Kopfschüttelnd ging Runa den Weg entlang, zwischen neu gebauten Hütten hindurch. Überall waren Menschen. So viele Leute auf einem Haufen hatte Runa noch nie gesehen. Nicht dass sie sich erinnern würde, aber sie fand die Menge an Wikingern überwältigend.

Ein paar Jarls aus entfernteren Dörfern waren noch nicht erschienen.
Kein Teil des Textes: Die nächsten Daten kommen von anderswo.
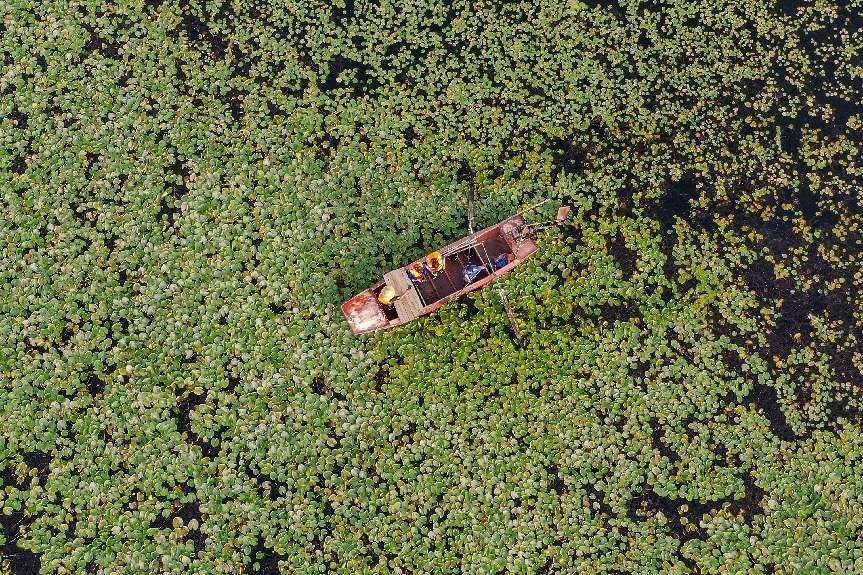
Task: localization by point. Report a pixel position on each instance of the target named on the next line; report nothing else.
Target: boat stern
(363, 313)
Doch bis zur ersten Sonne am nächsten Tag würden auch diese eintreffen. Auch der Gode war schon eingetroffen. Immerhin leitete er zusammen mit dem König den Thing. Er war sozusagen der Vertreter Odins auf der Erde und bezeugte den Schwur, den die angehenden Männer leisten werden.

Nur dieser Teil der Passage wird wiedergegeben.